If only his accomplishment hadn’t made Titus, probably the most self-possessed person she knew, act so strange and jittery.
She walked to the window and used a far-seeing spell to scan the gray waters of the North Sea. At the approximate location where Wintervale had created the maelstrom, wreckage bobbed on the choppy waves, but thankfully no bodies—or body parts. And no armored chariots circled overhead, ready to turn their gaze upon the Norfolk coast.
Sea Wolf. That had been the name of the Atlantean skimmer, painted in Greek—ΛΑΒΡΑΞ—white letters against the steel gray of the hull.8 The ship had gone down so fast; the crew probably hadn’t even had time to transmit a distress signal.
A quiet knock came at the door. She turned to see Titus slipping into the room.
“How is he?” he asked.
“I’m not sure,” answered Kashkari, setting aside his book. “He said it was something he ate, didn’t he? But his stomach doesn’t seem to bother him, as far as I can tell. On the other hand he is clammy and his pulse is erratic.”
Titus glanced at Iolanthe and her unease surged. Kashkari might not see it but Titus was shaken. No, stricken. She was reminded of the time the Inquisitor suggested that his mother was but using him to fulfill her own megalomaniacal needs.
Titus took Wintervale’s pulse. “You two want some fresh air? We can have a maid come sit with him for a bit.”
“I’m all right,” Kashkari answered. “I can always open the window if I need some air.”
“I’ll come with you,” said Iolanthe.
Titus led the way out. They took a path that skirted the promontory to a ledge underneath an overhang, which could not be seen from the house. The sea swelled below—the storm clouds were encroaching upon the coast, the salt-scented wind cold and insistent. Titus drew a double-impassible circle.
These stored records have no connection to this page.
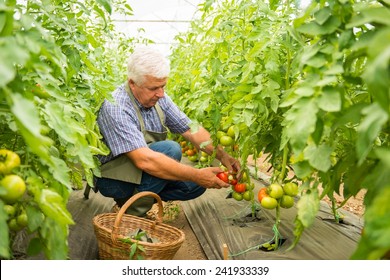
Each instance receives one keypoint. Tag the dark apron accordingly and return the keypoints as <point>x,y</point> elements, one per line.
<point>122,168</point>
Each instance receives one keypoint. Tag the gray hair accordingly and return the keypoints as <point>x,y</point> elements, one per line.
<point>144,61</point>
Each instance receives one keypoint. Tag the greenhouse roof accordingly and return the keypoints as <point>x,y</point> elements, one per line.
<point>160,20</point>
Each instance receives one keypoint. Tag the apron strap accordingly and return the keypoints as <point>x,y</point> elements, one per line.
<point>159,111</point>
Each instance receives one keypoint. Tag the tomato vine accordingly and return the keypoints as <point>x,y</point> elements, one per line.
<point>308,87</point>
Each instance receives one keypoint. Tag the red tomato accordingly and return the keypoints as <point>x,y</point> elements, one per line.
<point>262,193</point>
<point>223,176</point>
<point>240,188</point>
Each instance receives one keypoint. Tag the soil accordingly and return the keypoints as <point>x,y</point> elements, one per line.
<point>191,249</point>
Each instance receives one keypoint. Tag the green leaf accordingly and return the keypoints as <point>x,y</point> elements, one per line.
<point>322,15</point>
<point>371,15</point>
<point>4,240</point>
<point>308,206</point>
<point>300,122</point>
<point>53,206</point>
<point>55,235</point>
<point>319,156</point>
<point>329,100</point>
<point>313,28</point>
<point>27,118</point>
<point>10,55</point>
<point>35,246</point>
<point>302,169</point>
<point>369,128</point>
<point>35,218</point>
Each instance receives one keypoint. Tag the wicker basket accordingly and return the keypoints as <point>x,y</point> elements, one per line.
<point>112,228</point>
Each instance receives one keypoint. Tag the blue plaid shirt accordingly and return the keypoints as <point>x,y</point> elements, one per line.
<point>121,129</point>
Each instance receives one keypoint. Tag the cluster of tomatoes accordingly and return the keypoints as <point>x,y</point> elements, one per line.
<point>240,190</point>
<point>275,194</point>
<point>12,189</point>
<point>188,150</point>
<point>226,137</point>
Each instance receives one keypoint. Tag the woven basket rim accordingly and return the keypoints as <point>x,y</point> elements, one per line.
<point>99,227</point>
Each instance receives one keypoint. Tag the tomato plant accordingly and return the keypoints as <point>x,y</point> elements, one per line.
<point>8,161</point>
<point>51,87</point>
<point>262,193</point>
<point>226,140</point>
<point>313,96</point>
<point>14,187</point>
<point>240,187</point>
<point>275,190</point>
<point>290,189</point>
<point>286,201</point>
<point>269,202</point>
<point>223,176</point>
<point>237,196</point>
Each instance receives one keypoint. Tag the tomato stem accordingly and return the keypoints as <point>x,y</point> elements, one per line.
<point>282,174</point>
<point>276,227</point>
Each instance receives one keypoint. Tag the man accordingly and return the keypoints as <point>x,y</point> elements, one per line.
<point>135,127</point>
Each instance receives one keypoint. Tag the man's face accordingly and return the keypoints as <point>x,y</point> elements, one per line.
<point>150,91</point>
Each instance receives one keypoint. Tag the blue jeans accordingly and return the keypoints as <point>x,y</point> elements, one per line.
<point>166,189</point>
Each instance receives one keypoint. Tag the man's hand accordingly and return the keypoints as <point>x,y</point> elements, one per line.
<point>208,178</point>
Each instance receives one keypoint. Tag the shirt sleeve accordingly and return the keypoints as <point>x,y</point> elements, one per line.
<point>119,128</point>
<point>175,119</point>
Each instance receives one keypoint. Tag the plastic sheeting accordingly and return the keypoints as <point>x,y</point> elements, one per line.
<point>82,240</point>
<point>218,220</point>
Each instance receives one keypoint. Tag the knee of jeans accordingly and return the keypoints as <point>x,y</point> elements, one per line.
<point>174,150</point>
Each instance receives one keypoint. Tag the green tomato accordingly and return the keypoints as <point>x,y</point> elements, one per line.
<point>8,161</point>
<point>286,201</point>
<point>269,202</point>
<point>275,191</point>
<point>230,132</point>
<point>226,141</point>
<point>193,158</point>
<point>220,133</point>
<point>10,210</point>
<point>237,196</point>
<point>14,187</point>
<point>290,189</point>
<point>248,195</point>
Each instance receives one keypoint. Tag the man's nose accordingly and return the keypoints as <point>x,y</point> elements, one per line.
<point>160,92</point>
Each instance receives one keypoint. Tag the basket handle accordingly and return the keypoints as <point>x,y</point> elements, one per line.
<point>122,210</point>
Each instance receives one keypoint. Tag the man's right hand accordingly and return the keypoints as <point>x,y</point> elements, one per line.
<point>208,178</point>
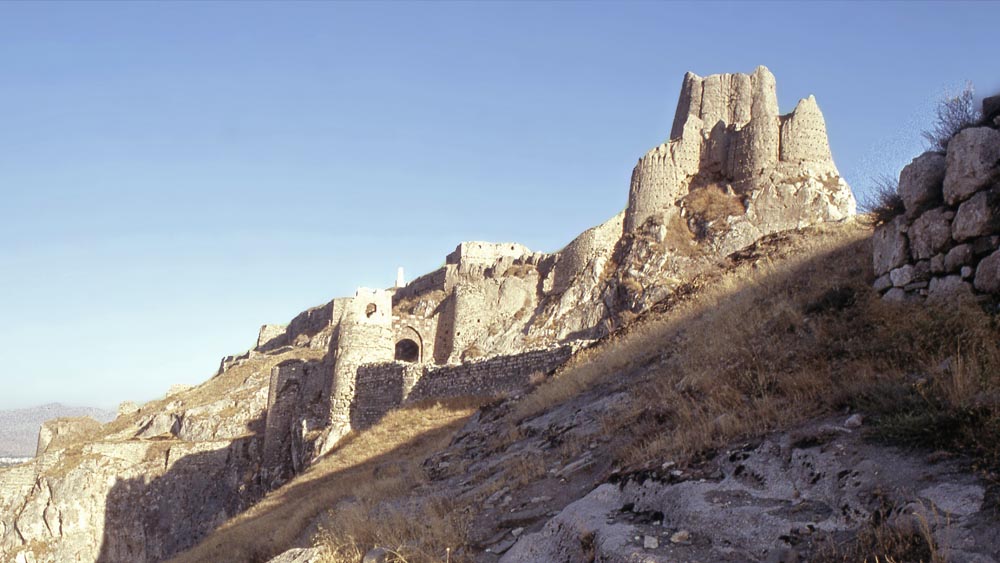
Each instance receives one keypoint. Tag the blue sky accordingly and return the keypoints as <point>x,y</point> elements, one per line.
<point>173,175</point>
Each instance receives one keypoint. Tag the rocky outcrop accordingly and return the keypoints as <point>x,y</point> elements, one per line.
<point>164,474</point>
<point>945,242</point>
<point>770,502</point>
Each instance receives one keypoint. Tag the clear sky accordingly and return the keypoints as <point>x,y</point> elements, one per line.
<point>174,175</point>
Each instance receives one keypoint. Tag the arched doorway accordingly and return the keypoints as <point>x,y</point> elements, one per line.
<point>407,351</point>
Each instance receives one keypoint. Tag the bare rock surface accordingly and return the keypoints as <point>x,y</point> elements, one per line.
<point>920,182</point>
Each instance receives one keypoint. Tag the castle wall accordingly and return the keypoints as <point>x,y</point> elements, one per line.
<point>272,336</point>
<point>592,244</point>
<point>381,388</point>
<point>947,243</point>
<point>385,386</point>
<point>425,329</point>
<point>365,336</point>
<point>424,284</point>
<point>478,252</point>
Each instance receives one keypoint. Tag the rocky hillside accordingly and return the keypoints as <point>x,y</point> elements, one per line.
<point>775,409</point>
<point>19,427</point>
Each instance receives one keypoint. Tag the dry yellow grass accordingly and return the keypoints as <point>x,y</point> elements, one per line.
<point>344,493</point>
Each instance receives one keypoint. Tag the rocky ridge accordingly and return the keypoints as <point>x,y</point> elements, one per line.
<point>163,475</point>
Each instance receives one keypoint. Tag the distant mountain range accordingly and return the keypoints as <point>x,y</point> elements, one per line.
<point>19,427</point>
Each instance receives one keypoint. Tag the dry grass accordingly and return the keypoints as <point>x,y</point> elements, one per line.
<point>710,203</point>
<point>883,543</point>
<point>359,493</point>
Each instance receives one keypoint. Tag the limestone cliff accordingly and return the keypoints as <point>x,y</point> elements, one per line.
<point>163,475</point>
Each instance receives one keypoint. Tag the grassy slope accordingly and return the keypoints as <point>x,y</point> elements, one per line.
<point>789,329</point>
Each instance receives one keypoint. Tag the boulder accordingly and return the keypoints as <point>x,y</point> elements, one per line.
<point>890,248</point>
<point>895,294</point>
<point>937,264</point>
<point>973,155</point>
<point>988,274</point>
<point>958,257</point>
<point>930,234</point>
<point>977,216</point>
<point>920,182</point>
<point>949,287</point>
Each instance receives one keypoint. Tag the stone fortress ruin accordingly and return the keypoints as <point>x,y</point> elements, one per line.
<point>494,317</point>
<point>497,313</point>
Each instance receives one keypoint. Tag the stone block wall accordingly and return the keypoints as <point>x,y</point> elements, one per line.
<point>478,252</point>
<point>489,377</point>
<point>947,242</point>
<point>385,386</point>
<point>425,283</point>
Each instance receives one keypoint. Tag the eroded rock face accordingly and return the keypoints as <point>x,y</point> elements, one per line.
<point>930,233</point>
<point>727,129</point>
<point>951,224</point>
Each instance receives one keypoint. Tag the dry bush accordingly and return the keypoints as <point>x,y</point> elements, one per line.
<point>710,203</point>
<point>883,202</point>
<point>776,340</point>
<point>953,113</point>
<point>359,492</point>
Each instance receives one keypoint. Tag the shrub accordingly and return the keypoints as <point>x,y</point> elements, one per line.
<point>954,113</point>
<point>883,203</point>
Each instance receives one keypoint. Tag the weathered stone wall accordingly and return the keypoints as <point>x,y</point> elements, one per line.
<point>501,374</point>
<point>365,336</point>
<point>308,328</point>
<point>381,388</point>
<point>947,242</point>
<point>425,283</point>
<point>591,248</point>
<point>283,431</point>
<point>60,431</point>
<point>478,252</point>
<point>421,329</point>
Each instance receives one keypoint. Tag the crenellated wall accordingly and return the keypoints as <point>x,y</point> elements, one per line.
<point>947,241</point>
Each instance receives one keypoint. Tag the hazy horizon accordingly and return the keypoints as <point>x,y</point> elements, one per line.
<point>177,174</point>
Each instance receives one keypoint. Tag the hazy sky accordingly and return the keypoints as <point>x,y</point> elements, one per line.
<point>174,175</point>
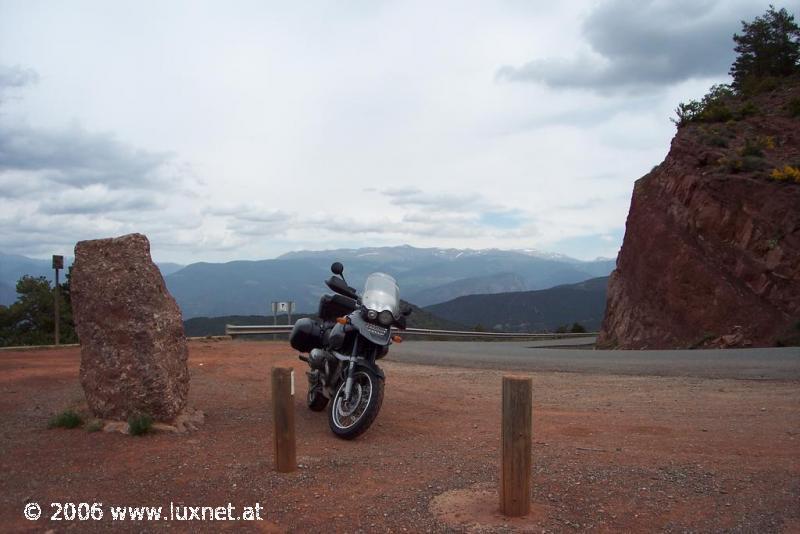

Without waiting for her to prompt him, he recounted what had happened to Wintervale in Grenoble: the trap that had been set by Atlantis, the flight from the square, the dry dock that launched a vessel directly into the North Sea, the Atlantean frigate that appeared almost immediately thereafter.
Throughout the recital, his voice remained completely flat. This was not how one told a triumphant story. Wintervale was a sworn enemy of Atlantis, and a boy whose enthusiasm and amiability belied a deep fear of failure. Today, facing the most perilous moment of his life, pursued by the very enemy that had driven his family into Exile, he had risen to the occasion as few could.
Titus should rejoice, to have such a powerful new ally at hand, and yet he looked like a man condemned.
A nameless fear twisted inside Iolanthe.